Bien. Content d’avoir résolu ça.
Motivations
Le problème ici concerne les motivations des participants engagés. C’est
compliqué parce qu’il y a deux sortes de motivations :
-
La motivation du personnage (ce que ce personnage veut accomplir et éprouver
dans cette campagne).
-
La motivation du joueur (ce que le joueur veut faire ressortir de la partie,
autrement dit : ce pourquoi il joue).
Examinons-les séparément.
1.Motivations des
Personnages
Le fait le plus important concernant la motivation des personnages est que
nombre d’entre eux n’en n’ont pas. Laissez-moi expliquer.
Certains joueurs jouent chaque personnage comme une personne différente, avec
sa propre personnalité et ses propres motivations.

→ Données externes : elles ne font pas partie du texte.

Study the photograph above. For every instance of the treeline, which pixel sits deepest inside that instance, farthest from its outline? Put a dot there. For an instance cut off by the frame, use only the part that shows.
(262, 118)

Mais beaucoup d’autres
joueurs interprètent simplement leurs personnages comme un prolongement
d’eux-mêmes.
Dans ce cas, les motivations du personnage sont identiques à celles du joueur
(ce dont on parlera plus loin).
Donc cette section ne s’applique qu’aux joueurs qui créent un personnage
avec ses propres motivations.
1.1 Qu’Est-Ce Que Ca Signifie ?
Les joueurs qui créent des « personnages » posent en fait moins de
problèmes du point de vue des motivations, tant que vous obtenez les
motivations adéquates avant que la campagne ne commence.
C’est très simple, tellement simple en fait que je n’arrive pas à penser
à quelque chose d’intéressant à dire, aussi vais-je faire remarquer les évidences
et poursuivre vers la prochaine section.
Définissez les motivations requises pour votre intrigue et dites aux joueurs de
créer des personnages avec ces motivations.
Si votre campagne nécessite cinq gars honnêtes qui, s’ils sont témoins de
quelques torts, s’évertueront directement à les réparer, alors soyez sûrs
que vos joueurs créent d’honnêtes gars.
Bien, ayant discuté des personnages, voyons du côté des joueurs.
2.Motivations des
Joueurs
Il y a plusieurs types de joueurs différents. Arrêtons-nous sur certains des
problèmes récurrents.
2.1 Le Fantaisiste
Le fantaisiste veut devenir ce qu’il aurait réellement aimé être. Ce qui,
en soi, n’est pas rare, si ce n’est que les films préférés du fantaisiste
sont généralement des films d’action américains qui nécessitent un âge
mental de 12 ans pour être appréciés (c'est-à-dire 12 ou moins).
Il aime également les films d’arts martiaux, mais passe sur l’intrigue en
vitesse accélérée pour ne regarder que les scènes de combat.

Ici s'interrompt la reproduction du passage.